À Libreville, la capitale, où réside la moitié de l’électorat, les bureaux de vote étaient désertés. Même des médias favorables au gouvernement ont rapporté ce faible engouement. Pourtant, le ministère de l’Intérieur, auquel les militaires ont restitué l’organisation des élections au détriment d’une commission autonome, a publié des chiffres de participation qui ne reflètent pas la réalité observée sur le terrain. À ce jour, ce ministère n’a pas communiqué les résultats détaillés par bureau de vote. La transparence a donc clairement fait défaut lors de ce scrutin.

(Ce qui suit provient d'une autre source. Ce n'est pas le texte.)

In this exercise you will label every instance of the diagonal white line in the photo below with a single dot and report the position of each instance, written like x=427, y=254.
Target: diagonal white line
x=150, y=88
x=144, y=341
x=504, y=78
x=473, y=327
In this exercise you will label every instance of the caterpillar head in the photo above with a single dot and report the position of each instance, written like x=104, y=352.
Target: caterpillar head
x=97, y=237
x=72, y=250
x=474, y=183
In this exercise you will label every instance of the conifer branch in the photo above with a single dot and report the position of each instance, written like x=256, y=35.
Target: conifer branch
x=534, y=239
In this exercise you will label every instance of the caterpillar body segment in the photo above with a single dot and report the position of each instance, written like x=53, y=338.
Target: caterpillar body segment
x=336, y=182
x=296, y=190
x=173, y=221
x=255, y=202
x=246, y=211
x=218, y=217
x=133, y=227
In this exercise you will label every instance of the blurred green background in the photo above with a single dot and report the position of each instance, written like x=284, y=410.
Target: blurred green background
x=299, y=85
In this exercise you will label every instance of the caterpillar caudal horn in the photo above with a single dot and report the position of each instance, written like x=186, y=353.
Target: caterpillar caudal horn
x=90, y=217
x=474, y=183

Une quête de légitimité pour un pouvoir issu d’un coup d’État

L’enjeu de ce référendum dépasse la simple adoption d’une constitution : il s’agit pour Brice Oligui Nguema de légitimer le pouvoir qu’il a pris par les armes dans la nuit du 29 au 30 août 2023, en renversant Ali Bongo. Cette quête de légitimité semble en bonne voie, l’Union africaine ayant félicité les militaires pour l’organisation du référendum. De plus, les observateurs, soigneusement sélectionnés par les autorités gabonaises, n’ont émis aucune critique.

 Une répétition générale pour la présidentielle

Ce scrutin a également servi de répétition générale pour la prochaine élection présidentielle, à laquelle Brice Oligui Nguema sera, bien entendu, candidat. Il a d’ailleurs écarté ses rivaux les plus sérieux : Albert Ondo Ossa et Pierre-Claver Manganga Moussavou (pour dépassement de la limite d’âge), ainsi que Daniel Mengara Minko (en raison de la nationalité de son épouse et d’une durée de résidence au Gabon jugée insuffisante). Rappelons qu’en annonçant la « fin du régime en place » et la chute d’Ali Bongo, dans la cour du Palais Rénovation le 30 août 2023, les militaires putschistes avaient justifié leur coup d’État par des élections frauduleuses. Le 4 septembre 2023, Brice Oligui Nguema avait solennellement promis de rendre le pouvoir aux civils.

Force est de constater que ce premier scrutin organisé par les militaires n’a pas été démocratique. Et il n’est pas besoin d’être devin pour deviner que le prochain scrutin ne le sera pas non plus.